My impression is that this was the dish that most clearly revealed Mother Wolf’s philosophy. Reverence for tradition, yes, but with a sense of theater, with the fried artichokes almost crackling in contrast to the silken beef. It’s a plate that insists you slow down, pay attention, and savor the craft.
And you gotta add a little green, for which you should absolutely consider the Misticanza Di Campo with market lettuces, shaved vegetables, condimento di lambrusco, herbs, and flowers:

This isn’t your run-of-the-mill “house salad.” The misticanza plays as a palate cleanser, an interlude between heavier antipasti and the main to come. The use of condimento di lambrusco is smart. Lambrusco is a sparkling red wine (or lightly fizzy variant) from Italy, it’s slight bubbles, fruity red-berry notes, and modest tannin structure give the dressing lift. It helps the greens shift from “just fresh” to “bright with character.” The shaved vegetables add crispness; the herbs give aromatic lift; edible flowers are the final flourish.

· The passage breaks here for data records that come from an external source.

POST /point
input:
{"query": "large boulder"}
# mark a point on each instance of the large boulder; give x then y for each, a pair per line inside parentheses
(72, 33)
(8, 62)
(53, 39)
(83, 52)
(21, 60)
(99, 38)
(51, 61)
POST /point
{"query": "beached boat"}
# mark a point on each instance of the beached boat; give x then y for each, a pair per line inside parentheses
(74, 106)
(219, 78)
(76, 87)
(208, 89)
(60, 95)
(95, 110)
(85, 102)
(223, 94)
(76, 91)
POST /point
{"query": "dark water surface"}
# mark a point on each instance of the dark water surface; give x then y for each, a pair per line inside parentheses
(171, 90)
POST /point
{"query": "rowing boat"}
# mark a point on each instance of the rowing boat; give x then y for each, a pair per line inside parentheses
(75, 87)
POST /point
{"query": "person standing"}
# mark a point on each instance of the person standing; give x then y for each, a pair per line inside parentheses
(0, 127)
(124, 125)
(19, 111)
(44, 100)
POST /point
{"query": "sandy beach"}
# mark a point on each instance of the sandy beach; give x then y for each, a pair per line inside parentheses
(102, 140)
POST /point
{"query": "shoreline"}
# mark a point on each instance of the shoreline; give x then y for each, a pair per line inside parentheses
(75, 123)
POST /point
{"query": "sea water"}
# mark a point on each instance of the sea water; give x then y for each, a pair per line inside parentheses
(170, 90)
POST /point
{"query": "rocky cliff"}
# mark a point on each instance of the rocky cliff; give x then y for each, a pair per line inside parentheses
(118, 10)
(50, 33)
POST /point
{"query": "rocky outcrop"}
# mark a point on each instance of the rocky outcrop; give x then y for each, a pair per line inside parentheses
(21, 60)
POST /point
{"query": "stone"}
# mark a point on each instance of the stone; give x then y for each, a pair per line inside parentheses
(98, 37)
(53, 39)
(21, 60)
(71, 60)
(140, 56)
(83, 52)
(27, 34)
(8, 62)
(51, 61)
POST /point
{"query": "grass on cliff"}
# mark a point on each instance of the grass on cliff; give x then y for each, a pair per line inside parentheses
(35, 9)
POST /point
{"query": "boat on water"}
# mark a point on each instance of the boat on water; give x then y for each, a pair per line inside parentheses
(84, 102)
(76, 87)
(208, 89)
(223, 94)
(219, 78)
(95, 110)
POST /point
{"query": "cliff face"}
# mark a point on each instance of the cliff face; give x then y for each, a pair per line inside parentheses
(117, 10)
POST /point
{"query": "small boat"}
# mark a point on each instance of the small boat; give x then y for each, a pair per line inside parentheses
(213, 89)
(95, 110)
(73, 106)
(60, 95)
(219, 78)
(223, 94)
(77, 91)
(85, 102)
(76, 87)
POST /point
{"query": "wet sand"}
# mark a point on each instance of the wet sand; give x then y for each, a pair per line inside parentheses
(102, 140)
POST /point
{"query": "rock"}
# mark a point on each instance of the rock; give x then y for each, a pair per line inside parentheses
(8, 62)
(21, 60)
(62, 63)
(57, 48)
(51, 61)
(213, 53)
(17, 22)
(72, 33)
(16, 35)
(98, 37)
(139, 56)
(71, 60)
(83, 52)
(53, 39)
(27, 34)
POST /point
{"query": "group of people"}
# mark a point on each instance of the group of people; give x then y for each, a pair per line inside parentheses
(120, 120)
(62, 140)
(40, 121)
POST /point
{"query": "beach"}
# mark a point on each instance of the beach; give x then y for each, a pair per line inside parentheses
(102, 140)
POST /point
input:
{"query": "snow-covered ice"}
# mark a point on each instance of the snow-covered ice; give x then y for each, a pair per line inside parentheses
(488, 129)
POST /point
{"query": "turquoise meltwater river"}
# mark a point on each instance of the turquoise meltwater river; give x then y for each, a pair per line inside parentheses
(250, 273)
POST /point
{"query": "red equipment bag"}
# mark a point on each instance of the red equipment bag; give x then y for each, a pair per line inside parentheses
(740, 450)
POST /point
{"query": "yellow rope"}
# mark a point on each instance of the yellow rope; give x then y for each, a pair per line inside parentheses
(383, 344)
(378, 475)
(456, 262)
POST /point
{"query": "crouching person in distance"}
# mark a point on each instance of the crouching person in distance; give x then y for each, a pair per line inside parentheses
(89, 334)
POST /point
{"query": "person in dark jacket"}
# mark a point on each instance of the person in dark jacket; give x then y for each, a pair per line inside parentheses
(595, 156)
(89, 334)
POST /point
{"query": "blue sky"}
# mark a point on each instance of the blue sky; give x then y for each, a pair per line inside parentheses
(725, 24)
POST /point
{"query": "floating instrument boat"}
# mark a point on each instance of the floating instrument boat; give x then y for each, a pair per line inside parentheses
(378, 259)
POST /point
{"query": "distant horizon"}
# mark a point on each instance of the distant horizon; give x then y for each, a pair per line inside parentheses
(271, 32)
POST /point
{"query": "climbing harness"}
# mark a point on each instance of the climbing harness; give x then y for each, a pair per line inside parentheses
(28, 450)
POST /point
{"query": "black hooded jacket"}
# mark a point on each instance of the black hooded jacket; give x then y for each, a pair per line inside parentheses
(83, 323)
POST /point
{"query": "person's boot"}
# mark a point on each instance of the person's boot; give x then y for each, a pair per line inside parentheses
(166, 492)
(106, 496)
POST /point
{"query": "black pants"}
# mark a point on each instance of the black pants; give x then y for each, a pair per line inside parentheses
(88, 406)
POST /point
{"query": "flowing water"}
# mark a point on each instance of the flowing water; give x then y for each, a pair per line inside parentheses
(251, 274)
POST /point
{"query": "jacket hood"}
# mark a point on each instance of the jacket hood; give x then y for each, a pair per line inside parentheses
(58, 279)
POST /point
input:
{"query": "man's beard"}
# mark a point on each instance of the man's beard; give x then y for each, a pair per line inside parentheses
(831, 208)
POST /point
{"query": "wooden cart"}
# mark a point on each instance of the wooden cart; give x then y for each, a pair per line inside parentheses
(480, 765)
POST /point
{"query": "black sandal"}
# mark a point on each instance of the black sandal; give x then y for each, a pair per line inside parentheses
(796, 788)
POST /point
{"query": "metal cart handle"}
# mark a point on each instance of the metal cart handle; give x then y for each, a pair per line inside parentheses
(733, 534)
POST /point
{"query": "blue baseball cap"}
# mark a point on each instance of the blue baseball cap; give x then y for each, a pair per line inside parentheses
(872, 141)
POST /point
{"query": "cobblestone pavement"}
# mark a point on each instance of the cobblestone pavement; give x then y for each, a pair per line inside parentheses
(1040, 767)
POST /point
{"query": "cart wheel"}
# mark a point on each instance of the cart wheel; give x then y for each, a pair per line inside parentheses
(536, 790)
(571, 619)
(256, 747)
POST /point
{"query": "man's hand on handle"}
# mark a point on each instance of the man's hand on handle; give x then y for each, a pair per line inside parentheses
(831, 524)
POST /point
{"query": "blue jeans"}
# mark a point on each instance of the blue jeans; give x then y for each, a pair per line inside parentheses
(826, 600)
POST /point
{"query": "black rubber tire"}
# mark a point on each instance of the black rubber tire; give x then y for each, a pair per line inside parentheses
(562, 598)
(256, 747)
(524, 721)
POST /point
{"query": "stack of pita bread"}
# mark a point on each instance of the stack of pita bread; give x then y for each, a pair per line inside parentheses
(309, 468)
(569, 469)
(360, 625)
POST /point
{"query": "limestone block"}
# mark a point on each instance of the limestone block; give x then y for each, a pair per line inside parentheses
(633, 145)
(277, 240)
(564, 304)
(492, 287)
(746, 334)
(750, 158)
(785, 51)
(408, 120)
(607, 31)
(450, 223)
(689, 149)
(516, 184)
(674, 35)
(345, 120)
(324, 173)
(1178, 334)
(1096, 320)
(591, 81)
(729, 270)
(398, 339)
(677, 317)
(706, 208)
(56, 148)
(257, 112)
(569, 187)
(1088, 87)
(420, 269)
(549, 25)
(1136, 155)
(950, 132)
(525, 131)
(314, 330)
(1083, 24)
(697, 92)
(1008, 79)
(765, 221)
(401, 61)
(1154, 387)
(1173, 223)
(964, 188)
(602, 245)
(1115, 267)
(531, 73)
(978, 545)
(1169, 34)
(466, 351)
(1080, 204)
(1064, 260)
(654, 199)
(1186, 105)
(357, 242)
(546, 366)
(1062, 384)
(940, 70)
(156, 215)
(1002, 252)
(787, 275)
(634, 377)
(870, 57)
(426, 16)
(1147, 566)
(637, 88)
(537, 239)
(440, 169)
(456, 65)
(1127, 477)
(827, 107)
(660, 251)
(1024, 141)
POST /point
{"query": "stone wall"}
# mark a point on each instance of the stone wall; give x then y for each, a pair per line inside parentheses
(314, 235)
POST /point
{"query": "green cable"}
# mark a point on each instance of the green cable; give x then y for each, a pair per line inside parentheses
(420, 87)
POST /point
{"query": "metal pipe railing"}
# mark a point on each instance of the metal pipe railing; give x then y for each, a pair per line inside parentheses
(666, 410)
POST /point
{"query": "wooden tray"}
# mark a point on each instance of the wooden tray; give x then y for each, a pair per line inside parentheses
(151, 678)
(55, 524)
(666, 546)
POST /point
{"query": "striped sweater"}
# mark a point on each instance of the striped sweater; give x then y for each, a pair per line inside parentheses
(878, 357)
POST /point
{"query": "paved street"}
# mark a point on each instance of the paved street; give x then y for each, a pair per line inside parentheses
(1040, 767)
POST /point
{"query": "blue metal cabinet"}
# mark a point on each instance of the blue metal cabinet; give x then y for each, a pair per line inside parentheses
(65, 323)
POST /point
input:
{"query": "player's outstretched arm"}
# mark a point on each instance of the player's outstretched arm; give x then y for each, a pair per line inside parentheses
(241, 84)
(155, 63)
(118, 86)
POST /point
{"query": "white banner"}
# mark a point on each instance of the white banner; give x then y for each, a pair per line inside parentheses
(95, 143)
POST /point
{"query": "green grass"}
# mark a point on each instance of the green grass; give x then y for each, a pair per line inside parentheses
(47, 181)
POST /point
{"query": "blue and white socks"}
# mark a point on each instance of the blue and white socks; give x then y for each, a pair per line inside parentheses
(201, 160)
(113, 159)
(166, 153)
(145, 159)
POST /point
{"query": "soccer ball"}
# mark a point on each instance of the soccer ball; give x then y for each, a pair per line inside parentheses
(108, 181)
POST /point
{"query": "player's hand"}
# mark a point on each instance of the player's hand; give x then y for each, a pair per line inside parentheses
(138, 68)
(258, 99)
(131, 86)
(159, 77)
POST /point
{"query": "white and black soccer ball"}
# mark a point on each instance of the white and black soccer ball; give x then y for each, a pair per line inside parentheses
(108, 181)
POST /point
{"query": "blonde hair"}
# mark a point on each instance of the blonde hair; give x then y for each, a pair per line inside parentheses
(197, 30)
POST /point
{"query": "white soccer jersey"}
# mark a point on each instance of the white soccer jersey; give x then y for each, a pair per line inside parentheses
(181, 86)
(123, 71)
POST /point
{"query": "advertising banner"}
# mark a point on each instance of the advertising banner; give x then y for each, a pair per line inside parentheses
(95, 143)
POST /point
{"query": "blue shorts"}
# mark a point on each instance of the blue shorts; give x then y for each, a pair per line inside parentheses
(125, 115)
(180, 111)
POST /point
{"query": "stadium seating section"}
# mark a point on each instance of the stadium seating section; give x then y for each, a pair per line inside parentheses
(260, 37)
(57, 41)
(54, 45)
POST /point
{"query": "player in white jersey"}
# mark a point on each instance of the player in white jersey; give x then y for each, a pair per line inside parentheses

First bite: clean, crisp, like walking through a greenhouse. The lettuce is tender. The cucumbers snap with a subtle sweetness. The condimento, when it hits your tongue, mingles acidity, soft fruit, and a whisper of steel. It doesn’t masquerade or overpower; it lets the greens speak—just an excellent, bright dish to break up some of the heaviness.
Now, what we are all here for, the pizza! I’ve been told it’s worth your attention here just as much as the pastas, and I was not steered wrong. We tried 2, but I will recommend the Funghi pizza featuring wild and cultivated mushrooms, taleggio, mozzarella fior di latt, and parmigiano reggiano:

Full disclosure: I lean strongly toward white pizzas with no red sauce for the way they let toppings breathe. This one validated my bias. Why does this pie work?
- Wild + cultivated mushrooms: Earthy, umami-forward, and varied in texture. The wild varieties bring perfume and woodsy notes; the cultivated ones lend consistency and chew.
- Taleggio: A creamy, gently pungent cheese that melts into silky, fragrant pools. It carries a little tang, a little funk.
- Mozzarella fior di latte: The familiar milky stretch, binding the mushrooms and the crust with gentleness.
- Parmigiano Reggiano: Sprinkled post-bake or at the edge, giving crystalline saltiness and snap.
There’s no red sauce to compete. This pizza places every element front and center: dough, mushrooms, and cheeses. The crust is thin, crisped at the edges, sturdy enough to support its load yet light. I slice through it and see how the Taleggio has melted into ribbons, mingling with the mushrooms, while the mozzarella holds it together in the soft center.
The mushroom flavor saturates you. The Taleggio gives velvet warmth; the mozzarella slows things down with milk and coherence. Meanwhile, the Parmigiano’s shards crackle as I chew, adding brightness, contrast, and savory punctuation. It’s perfection!
Of all the pizzas I’ve had recently, the Funghi is the one I crave when I want pizza now. In a city of sauce bombs and overloaded combinations, this pie shines through. Excellent food, excellent vibes, and an excellent addition to the Miami food scene!